The RAE has had a disastrous impact on the UK higher education system, leading to the closure of departments with strong research profiles and healthy student recruitment. It has been responsible for job losses, discriminatory practices, widespread demoralisation of staff, the narrowing of research opportunities through the over-concentration of funding and the undermining of the relationship between teaching and research.

The official Review of Research Assessment, the 2003 "Roberts Report" commissioned by the UK funding bodies, recommended changes to research assessment, partly in response to such criticisms.

The House of Commons Science and Technology Select Committee considered the Roberts report, and took a more optimistic view, asserting that, "the RAE had had positive effects: it had stimulated universities into managing their research and had ensured that funds were targeted at areas of research excellence", it concluded that "there had been a marked improvement in universities' research performance". Nevertheless, it argued that "the RAE in its present form had had its day", and proposed a reformed RAE, largely based on Roberts' recommendations.

==Planned changes to RAE system==
It was announced in the 2006 Budget that after the 2008 exercise a system of metrics would be developed in order to inform future allocations of QR funding.

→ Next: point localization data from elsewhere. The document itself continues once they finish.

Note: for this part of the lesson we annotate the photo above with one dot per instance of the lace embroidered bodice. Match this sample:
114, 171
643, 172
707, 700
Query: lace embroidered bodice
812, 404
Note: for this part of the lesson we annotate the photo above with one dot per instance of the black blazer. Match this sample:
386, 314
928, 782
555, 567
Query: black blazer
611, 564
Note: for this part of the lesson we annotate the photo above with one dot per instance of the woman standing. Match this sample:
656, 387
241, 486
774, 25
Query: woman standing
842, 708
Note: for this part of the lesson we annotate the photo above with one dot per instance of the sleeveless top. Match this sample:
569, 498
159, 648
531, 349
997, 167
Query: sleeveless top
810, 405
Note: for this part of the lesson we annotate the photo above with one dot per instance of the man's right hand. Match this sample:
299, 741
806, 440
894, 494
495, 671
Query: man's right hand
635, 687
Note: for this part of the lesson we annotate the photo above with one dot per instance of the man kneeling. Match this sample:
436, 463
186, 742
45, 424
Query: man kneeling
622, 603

Following initial consultation with the higher education sector, it is thought that the Higher Education Funding Councils will introduce a metrics based system of assessment for subjects in science, technology, engineering and medicine. A process of peer review is likely to remain for mathematics, statistics, arts, humanities and social studies subjects.

HEFCE has developed a new set of arrangements, known as the Research Excellence Framework (REF), which has been introduced as a follow on to the 2008 RAE.